Uzbekistan is using information from its new biometric passport system to track journalists crossing its borders, a local news website says.
Uzbek journalist and human rights activist Dmitry Tikhonov was detained Sept. 20 by Uzbek border police while leaving the country for neighboring Kazakhstan. His luggage was searched and mobile phone confiscated before he was allowed to cross, UZNews.net reported, citing an interview with the journalist.
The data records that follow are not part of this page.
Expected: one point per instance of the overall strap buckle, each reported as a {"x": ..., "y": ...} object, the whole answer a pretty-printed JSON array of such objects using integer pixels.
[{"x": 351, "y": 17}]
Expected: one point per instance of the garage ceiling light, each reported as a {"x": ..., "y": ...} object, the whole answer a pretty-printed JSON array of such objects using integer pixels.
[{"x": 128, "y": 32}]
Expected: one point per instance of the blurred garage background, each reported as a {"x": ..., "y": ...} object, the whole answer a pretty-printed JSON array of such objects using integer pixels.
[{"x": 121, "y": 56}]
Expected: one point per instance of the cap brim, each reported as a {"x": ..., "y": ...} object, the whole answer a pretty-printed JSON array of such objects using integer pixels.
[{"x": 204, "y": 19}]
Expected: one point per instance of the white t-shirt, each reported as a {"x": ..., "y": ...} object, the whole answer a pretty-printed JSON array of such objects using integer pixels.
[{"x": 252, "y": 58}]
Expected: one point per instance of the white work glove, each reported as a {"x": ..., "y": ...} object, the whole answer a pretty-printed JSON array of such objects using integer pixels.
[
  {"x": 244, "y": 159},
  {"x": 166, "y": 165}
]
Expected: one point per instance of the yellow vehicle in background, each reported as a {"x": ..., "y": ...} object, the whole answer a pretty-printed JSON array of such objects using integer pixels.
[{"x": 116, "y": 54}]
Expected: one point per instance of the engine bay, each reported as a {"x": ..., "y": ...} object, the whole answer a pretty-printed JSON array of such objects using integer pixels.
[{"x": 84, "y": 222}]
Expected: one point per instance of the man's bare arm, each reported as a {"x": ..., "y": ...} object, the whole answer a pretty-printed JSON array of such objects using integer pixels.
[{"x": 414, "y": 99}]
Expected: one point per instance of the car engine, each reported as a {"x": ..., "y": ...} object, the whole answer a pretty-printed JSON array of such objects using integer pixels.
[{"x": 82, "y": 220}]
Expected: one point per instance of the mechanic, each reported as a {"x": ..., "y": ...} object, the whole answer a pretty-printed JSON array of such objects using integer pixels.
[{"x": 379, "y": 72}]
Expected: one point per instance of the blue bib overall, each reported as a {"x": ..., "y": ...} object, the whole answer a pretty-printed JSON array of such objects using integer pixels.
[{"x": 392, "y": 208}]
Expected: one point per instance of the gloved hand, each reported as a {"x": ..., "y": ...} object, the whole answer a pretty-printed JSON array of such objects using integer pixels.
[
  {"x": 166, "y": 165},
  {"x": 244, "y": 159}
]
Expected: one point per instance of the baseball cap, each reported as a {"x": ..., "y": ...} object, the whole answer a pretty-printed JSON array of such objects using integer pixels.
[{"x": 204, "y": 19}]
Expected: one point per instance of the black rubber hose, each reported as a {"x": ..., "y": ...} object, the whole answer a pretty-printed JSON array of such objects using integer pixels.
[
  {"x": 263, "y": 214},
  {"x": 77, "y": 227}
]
Tikhonov told the news site he was detained again on his return to Kazakhstan and that an officer told him his new passport contained "hidden information" instructing the border control to contact Uzbekistan's national intelligence agency, the SNB, each time he crosses a border.
Other journalists have also encountered similar difficulties at the border, the site said, without citing anyone.
Uzbekistan is classified as "not free" by the U.S.-based rights group Freedom House, with low scores for civil liberties, political rights and freedom. The government controls major media outlets and airs pro-government "documentaries," it said in a recent report. Foreign journalists are generally barred from entering the country, it added.
The case of jailed Uzbek editor Muhammad Bekjanov was among those highlighted in a recent report on political prisoners in the central Asian nation. Bekjanov moved his family to Kiev, Ukraine, in the late 1990s to avoid arrest by Uzbek authorities and continued to publish an opposition party newspaper. In March 1999, he was kidnapped and taken to Uzbekistan where he was charged with crimes including “threatening the life of the president,” according to Human Rights Watch. Jailed for 15 years, Bekjanov's is among the longest imprisonments of journalists in the world, according to the Committee to Protect Journalists.